2010-10-30

MusicBrainz database replication

I wanted to work on the Acoustid lookup web service and for this I needed to setup a MusicBrainz replicated database slave. Normally I’d use the Perl code from mb_server, but I didn’t want to mess up the setup I have on the machine hosting acoustid.org with CPAN packages. I had a plan to write a non-Perl version of the replicated code earlier, but only yesterday I really needed it. It turned out to be easier than I expected, so I already have a working version that I use to update my local MB database. Get it from GitHub, if you would like to give it a try.

It has scripts for importing the database dumps as well as applying replication packets, so it can be used creating a MB database from scratch as well as updating an existing one.

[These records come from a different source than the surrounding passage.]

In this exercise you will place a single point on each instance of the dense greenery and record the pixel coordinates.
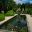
(2, 17)
(10, 13)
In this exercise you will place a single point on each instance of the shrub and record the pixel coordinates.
(2, 17)
(10, 13)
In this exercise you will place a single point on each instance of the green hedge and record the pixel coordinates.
(2, 17)
(10, 13)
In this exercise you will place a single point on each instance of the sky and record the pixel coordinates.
(23, 1)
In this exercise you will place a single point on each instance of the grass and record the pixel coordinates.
(24, 29)
(10, 13)
(2, 17)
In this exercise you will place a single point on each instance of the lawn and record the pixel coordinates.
(10, 13)
(2, 17)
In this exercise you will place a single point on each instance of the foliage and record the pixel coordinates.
(2, 17)
(24, 29)
(10, 13)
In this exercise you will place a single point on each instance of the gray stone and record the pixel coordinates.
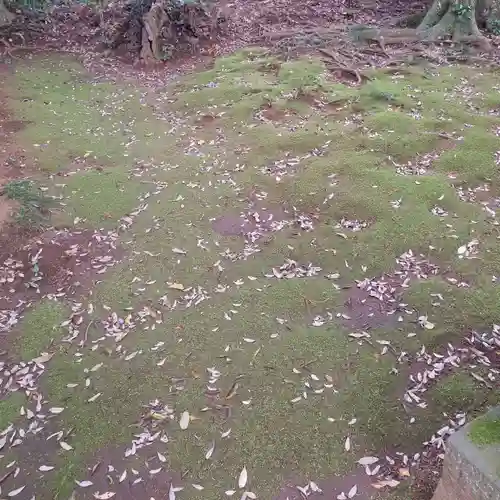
(470, 472)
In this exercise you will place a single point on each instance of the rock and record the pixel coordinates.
(470, 472)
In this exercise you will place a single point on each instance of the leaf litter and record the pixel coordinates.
(385, 289)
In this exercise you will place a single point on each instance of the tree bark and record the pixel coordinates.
(451, 17)
(6, 16)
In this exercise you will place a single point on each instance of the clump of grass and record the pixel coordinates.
(33, 207)
(485, 431)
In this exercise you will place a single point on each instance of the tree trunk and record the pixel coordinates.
(451, 17)
(6, 16)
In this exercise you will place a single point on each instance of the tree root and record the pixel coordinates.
(341, 66)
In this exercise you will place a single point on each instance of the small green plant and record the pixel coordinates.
(33, 204)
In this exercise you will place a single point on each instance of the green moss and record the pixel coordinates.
(40, 327)
(485, 431)
(10, 408)
(101, 198)
(353, 178)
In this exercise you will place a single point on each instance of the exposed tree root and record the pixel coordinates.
(342, 67)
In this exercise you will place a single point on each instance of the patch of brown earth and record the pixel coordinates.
(13, 160)
(58, 263)
(271, 113)
(363, 312)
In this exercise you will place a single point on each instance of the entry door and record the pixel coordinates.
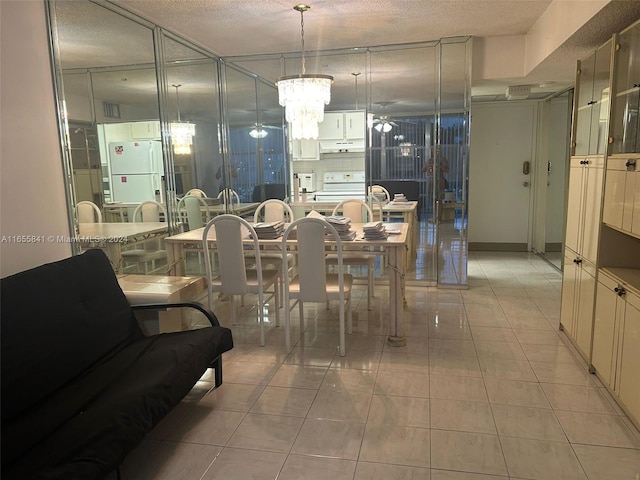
(502, 140)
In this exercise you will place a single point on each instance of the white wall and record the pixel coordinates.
(32, 197)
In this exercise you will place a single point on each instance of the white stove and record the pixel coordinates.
(338, 186)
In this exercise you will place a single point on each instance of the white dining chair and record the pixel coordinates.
(196, 192)
(229, 197)
(149, 254)
(194, 211)
(233, 276)
(380, 192)
(312, 283)
(274, 210)
(359, 212)
(88, 212)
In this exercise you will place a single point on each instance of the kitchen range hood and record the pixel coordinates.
(341, 146)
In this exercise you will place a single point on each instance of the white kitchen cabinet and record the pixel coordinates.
(578, 291)
(620, 197)
(630, 357)
(145, 130)
(305, 149)
(584, 205)
(608, 315)
(344, 125)
(616, 338)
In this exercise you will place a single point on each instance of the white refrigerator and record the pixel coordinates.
(136, 171)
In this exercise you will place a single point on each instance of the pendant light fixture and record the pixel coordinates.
(304, 96)
(258, 131)
(181, 132)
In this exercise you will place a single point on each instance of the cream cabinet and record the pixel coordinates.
(578, 291)
(621, 207)
(145, 130)
(592, 103)
(344, 125)
(625, 131)
(305, 149)
(584, 205)
(616, 337)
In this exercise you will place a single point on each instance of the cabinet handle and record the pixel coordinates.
(620, 291)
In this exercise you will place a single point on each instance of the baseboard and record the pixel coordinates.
(497, 247)
(553, 247)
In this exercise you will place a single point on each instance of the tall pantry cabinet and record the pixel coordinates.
(601, 281)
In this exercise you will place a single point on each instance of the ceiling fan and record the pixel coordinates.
(384, 124)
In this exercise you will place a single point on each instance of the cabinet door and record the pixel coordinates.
(635, 223)
(145, 130)
(574, 210)
(305, 149)
(332, 127)
(586, 289)
(592, 205)
(584, 96)
(624, 114)
(570, 271)
(600, 102)
(354, 125)
(604, 338)
(614, 192)
(630, 359)
(629, 194)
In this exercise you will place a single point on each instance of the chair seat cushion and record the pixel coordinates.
(331, 286)
(352, 259)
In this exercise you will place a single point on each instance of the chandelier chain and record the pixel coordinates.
(302, 41)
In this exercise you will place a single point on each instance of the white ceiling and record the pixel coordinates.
(232, 28)
(243, 30)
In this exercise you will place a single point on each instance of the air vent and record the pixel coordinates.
(111, 110)
(518, 92)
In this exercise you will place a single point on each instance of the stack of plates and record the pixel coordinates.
(342, 226)
(374, 231)
(269, 230)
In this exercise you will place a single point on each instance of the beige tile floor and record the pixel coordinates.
(487, 388)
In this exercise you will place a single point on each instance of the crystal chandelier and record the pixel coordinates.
(181, 132)
(304, 96)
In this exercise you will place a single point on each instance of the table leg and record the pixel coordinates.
(396, 296)
(174, 259)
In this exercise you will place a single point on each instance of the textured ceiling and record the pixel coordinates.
(240, 30)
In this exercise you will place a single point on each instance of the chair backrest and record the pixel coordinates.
(230, 231)
(88, 212)
(273, 211)
(380, 192)
(354, 208)
(310, 234)
(229, 196)
(196, 192)
(376, 207)
(193, 207)
(149, 211)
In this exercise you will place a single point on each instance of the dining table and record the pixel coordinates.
(113, 236)
(394, 247)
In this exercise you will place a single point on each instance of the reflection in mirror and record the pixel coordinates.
(449, 179)
(192, 99)
(111, 101)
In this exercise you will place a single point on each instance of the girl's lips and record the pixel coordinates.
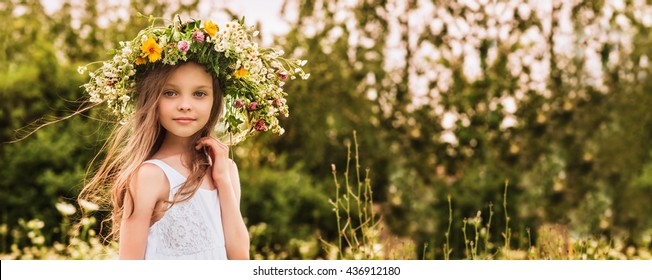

Instructions for setting up a new database can be found in the README file.

There are a few differences between these scripts and mb_server:

Depends only on Python and psycopg2. Should be easy to set it up on non-Linux platforms, but I’ve not tested that.
Doesn’t require additional space for extracting the database dump tarballs. It decompresses and imports the files on-the-fly.
Can be configured to import the MB database into any schema, not just “public”.
Can be configured to not replicate specific tables (e.g. direct search indexes, PUIDs).
Regrouped transactions. The MB replication packet consists of multiple transactions (each of which has multiple database operations). The original replication code in mb_server imports the transactions exactly as they were executed in the master database. My code applies the whole packet in a single transaction. This is a small disadvantage, but from an external point of view (external scripts, triggers), there is no practical difference.
New code, possibly buggy.

The code currently assumes that you know how to setup the MusicBrainz database, so it doesn’t do many checks. It it turns out it’s useful also to somebody else, I can make it more robust.